Marcia dei Bruchi, gli studenti del Redentore portano un messaggio di pace in città

MANTOVA – “Da bruco voglio trasformarmi in crisalide e poi in splendida farfalla per migliorare il mondo attorno a me”. È con questa immagine potente che i bambini e i ragazzi degli Istituti Redentore hanno animato questa mattina la Marcia dei Bruchi, prima tappa mantovana di un percorso che da cinque anni dà voce alle nuove generazioni sui temi della pace e del cambiamento.

Guidati dai coordinatori Bortolotti e Canuti, dagli insegnanti, dall’attivista John Mpaliza e dai volontari dell’associazione Colibrì, gli studenti hanno attraversato la città tra canti, balli e momenti di condivisione, distribuendo ai passanti farfalle colorate realizzate in classe.
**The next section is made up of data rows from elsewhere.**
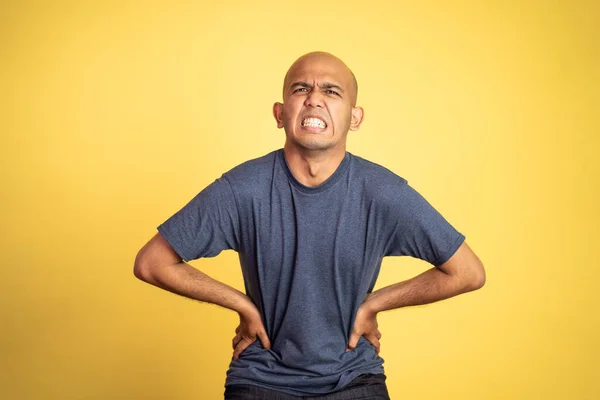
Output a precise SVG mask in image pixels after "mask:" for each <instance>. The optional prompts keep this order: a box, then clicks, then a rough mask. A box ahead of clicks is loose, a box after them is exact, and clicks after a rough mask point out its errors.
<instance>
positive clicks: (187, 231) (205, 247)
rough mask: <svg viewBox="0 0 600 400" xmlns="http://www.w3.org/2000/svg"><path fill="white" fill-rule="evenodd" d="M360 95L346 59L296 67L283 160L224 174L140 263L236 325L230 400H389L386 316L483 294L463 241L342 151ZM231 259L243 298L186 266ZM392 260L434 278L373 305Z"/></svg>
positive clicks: (146, 280)
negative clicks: (458, 295) (380, 282)
mask: <svg viewBox="0 0 600 400" xmlns="http://www.w3.org/2000/svg"><path fill="white" fill-rule="evenodd" d="M357 91H358V86H357V82H356V79H355V77H354V74H353V73H352V71H351V70H350V69H349V68H348V67H347V66H346V65H345V64H344V63H343V62H342V61H341V60H340V59H338V58H336V57H334V56H333V55H331V54H328V53H323V52H315V53H309V54H306V55H304V56H302V57H300V58H299V59H298V60H297V61H296V62H294V63H293V64H292V66H291V67H290V69H289V71H288V72H287V74H286V76H285V79H284V85H283V102H282V103H279V102H278V103H275V104H274V106H273V115H274V117H275V120H276V122H277V127H278V128H283V129H284V131H285V138H286V139H285V144H284V147H283V149H279V150H276V151H273V152H271V153H269V154H267V155H265V156H263V157H260V158H258V159H254V160H250V161H247V162H245V163H243V164H241V165H239V166H237V167H235V168H233V169H232V170H230V171H228V172H226V173H225V174H223V175H222V176H221V177H220V178H219V179H217V180H216V181H215V182H213V183H212V184H210V185H209V186H208V187H206V188H205V189H203V190H202V191H201V192H200V193H199V194H198V195H197V196H196V197H194V198H193V199H192V200H191V201H190V202H189V203H188V204H187V205H186V206H185V207H183V208H182V209H181V210H180V211H178V212H177V213H175V214H174V215H173V216H172V217H171V218H169V219H168V220H167V221H165V222H164V223H163V224H161V225H160V226H159V227H158V233H157V234H156V235H155V236H154V237H153V238H152V239H151V240H150V241H149V242H148V243H147V244H146V245H145V246H144V247H143V248H142V249H141V250H140V252H139V253H138V255H137V257H136V261H135V267H134V273H135V275H136V276H137V277H138V278H140V279H142V280H144V281H146V282H148V283H150V284H153V285H155V286H158V287H160V288H162V289H165V290H168V291H171V292H173V293H177V294H179V295H182V296H186V297H189V298H192V299H196V300H199V301H203V302H209V303H213V304H217V305H219V306H222V307H225V308H229V309H231V310H234V311H236V312H237V313H238V315H239V318H240V323H239V326H238V327H237V329H236V330H235V337H234V338H233V341H232V347H233V357H232V360H231V363H230V366H229V370H228V371H227V379H226V382H225V399H231V400H233V399H297V398H319V399H330V400H333V399H340V400H341V399H357V398H361V399H362V398H364V399H389V395H388V391H387V387H386V383H385V380H386V376H385V375H384V370H383V359H382V358H381V357H380V356H379V352H380V342H379V340H380V338H381V333H380V332H379V330H378V326H377V315H378V313H380V312H382V311H386V310H391V309H395V308H399V307H407V306H412V305H418V304H426V303H431V302H435V301H438V300H442V299H446V298H449V297H452V296H456V295H458V294H461V293H465V292H468V291H471V290H475V289H478V288H480V287H481V286H483V284H484V282H485V273H484V269H483V266H482V263H481V262H480V260H479V259H478V258H477V256H476V255H475V254H474V253H473V252H472V251H471V249H470V248H469V247H468V246H467V244H466V243H465V236H464V235H463V234H461V233H460V232H458V231H457V230H456V229H454V227H452V225H450V224H449V223H448V222H447V221H446V220H445V219H444V217H442V215H440V213H439V212H437V211H436V210H435V209H434V208H433V207H432V206H431V205H430V204H429V203H428V202H427V201H426V200H425V199H424V198H423V197H422V196H421V195H420V194H419V193H417V192H416V191H415V190H414V189H413V188H412V187H411V186H409V185H408V183H407V181H406V180H405V179H404V178H402V177H400V176H398V175H396V174H394V173H392V172H391V171H389V170H387V169H385V168H383V167H381V166H379V165H377V164H375V163H372V162H369V161H367V160H365V159H362V158H360V157H358V156H355V155H353V154H351V153H349V152H347V151H346V137H347V135H348V132H349V131H351V130H352V131H354V130H357V129H359V127H360V124H361V122H362V119H363V115H364V111H363V109H362V108H361V107H358V106H357V105H356V101H357ZM226 249H233V250H235V251H237V252H238V253H239V258H240V264H241V269H242V273H243V277H244V284H245V292H246V293H245V294H244V293H242V292H240V291H238V290H236V289H233V288H232V287H230V286H228V285H225V284H223V283H221V282H218V281H216V280H214V279H212V278H210V277H209V276H207V275H206V274H204V273H203V272H200V271H199V270H197V269H195V268H193V267H191V266H190V265H189V264H187V263H186V262H187V261H190V260H195V259H198V258H202V257H213V256H216V255H217V254H219V253H220V252H221V251H222V250H226ZM386 256H411V257H417V258H420V259H422V260H425V261H427V262H429V263H430V264H431V265H432V267H431V268H430V269H428V270H427V271H425V272H424V273H422V274H420V275H418V276H416V277H414V278H412V279H410V280H407V281H404V282H399V283H396V284H394V285H391V286H388V287H385V288H382V289H379V290H377V291H373V288H374V286H375V282H376V280H377V276H378V274H379V270H380V266H381V262H382V259H383V257H386ZM206 362H210V360H207V361H206Z"/></svg>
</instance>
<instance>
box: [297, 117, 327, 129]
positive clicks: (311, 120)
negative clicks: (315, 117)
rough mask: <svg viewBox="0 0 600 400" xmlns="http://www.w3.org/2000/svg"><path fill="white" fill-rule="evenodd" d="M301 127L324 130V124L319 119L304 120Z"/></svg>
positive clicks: (324, 122)
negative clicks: (306, 126) (309, 127)
mask: <svg viewBox="0 0 600 400" xmlns="http://www.w3.org/2000/svg"><path fill="white" fill-rule="evenodd" d="M302 126H310V127H312V128H325V127H326V125H325V122H323V121H321V120H320V119H319V118H305V119H304V120H303V121H302Z"/></svg>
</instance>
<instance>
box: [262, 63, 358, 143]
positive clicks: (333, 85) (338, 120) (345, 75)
mask: <svg viewBox="0 0 600 400" xmlns="http://www.w3.org/2000/svg"><path fill="white" fill-rule="evenodd" d="M355 102H356V84H355V80H354V75H352V72H351V71H350V70H349V69H348V67H346V65H345V64H344V63H343V62H342V61H341V60H339V59H337V58H336V57H334V56H332V55H330V54H327V53H310V54H307V55H306V56H303V57H301V58H300V59H298V60H297V61H296V62H295V63H294V64H293V65H292V67H290V70H289V71H288V73H287V75H286V79H285V82H284V88H283V103H275V105H274V106H273V115H274V116H275V120H276V121H277V127H278V128H284V130H285V133H286V145H292V146H296V147H299V148H301V149H303V150H328V149H339V148H340V147H343V149H344V150H345V146H346V136H347V134H348V130H353V131H354V130H357V129H358V128H359V126H360V123H361V122H362V118H363V110H362V108H361V107H356V106H355Z"/></svg>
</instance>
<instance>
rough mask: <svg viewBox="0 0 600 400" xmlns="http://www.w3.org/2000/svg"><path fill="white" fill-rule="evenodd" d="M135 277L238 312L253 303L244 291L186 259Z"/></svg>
mask: <svg viewBox="0 0 600 400" xmlns="http://www.w3.org/2000/svg"><path fill="white" fill-rule="evenodd" d="M138 277H139V278H140V279H142V280H144V281H145V282H148V283H150V284H152V285H154V286H157V287H160V288H162V289H164V290H168V291H169V292H172V293H176V294H178V295H181V296H185V297H188V298H190V299H194V300H198V301H203V302H207V303H212V304H216V305H219V306H221V307H225V308H229V309H231V310H234V311H237V312H238V313H246V312H248V310H249V308H252V307H254V305H253V303H252V301H251V300H250V299H249V298H248V297H247V296H246V295H245V294H244V293H242V292H240V291H239V290H237V289H234V288H232V287H231V286H228V285H226V284H224V283H222V282H219V281H217V280H215V279H213V278H211V277H210V276H208V275H206V274H205V273H203V272H201V271H199V270H197V269H196V268H194V267H192V266H191V265H189V264H187V263H185V262H180V263H177V264H172V265H167V266H162V267H154V268H149V269H147V270H146V271H144V273H143V274H140V276H138Z"/></svg>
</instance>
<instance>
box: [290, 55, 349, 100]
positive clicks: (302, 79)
mask: <svg viewBox="0 0 600 400" xmlns="http://www.w3.org/2000/svg"><path fill="white" fill-rule="evenodd" d="M296 82H306V83H309V84H316V85H321V84H323V83H327V84H334V85H337V86H340V87H341V88H342V89H343V90H344V91H347V92H348V93H352V92H353V91H356V88H355V84H354V75H353V74H352V72H351V71H350V69H349V68H348V67H347V66H346V65H345V64H344V63H342V62H341V61H340V60H337V59H334V58H324V57H318V58H307V59H300V60H298V61H296V62H295V63H294V64H293V65H292V66H291V67H290V69H289V70H288V72H287V74H286V75H285V79H284V83H283V95H284V97H285V94H286V93H287V92H288V91H289V89H290V88H291V86H292V85H293V84H294V83H296Z"/></svg>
Il corteo è arrivato in piazza Sordello, dove molti cittadini si sono uniti spontaneamente all’iniziativa.

Sul palco, i bambini della scuola dell’infanzia e gli alunni dei vari ordini scolastici hanno presentato le loro riflessioni sul tema della trasformazione personale e dell’impegno verso gli altri, ispirandosi a figure storiche e spirituali che hanno incarnato il cambiamento e la non violenza.

L’evento, partecipato e gioioso, ha centrato l’obiettivo: coinvolgere attivamente gli studenti, offrendo loro uno spazio pubblico per esprimersi e sentirsi protagonisti di un possibile cambiamento sociale. Una mattinata che ha trasformato Mantova in un laboratorio di pace, dialogo e speranza.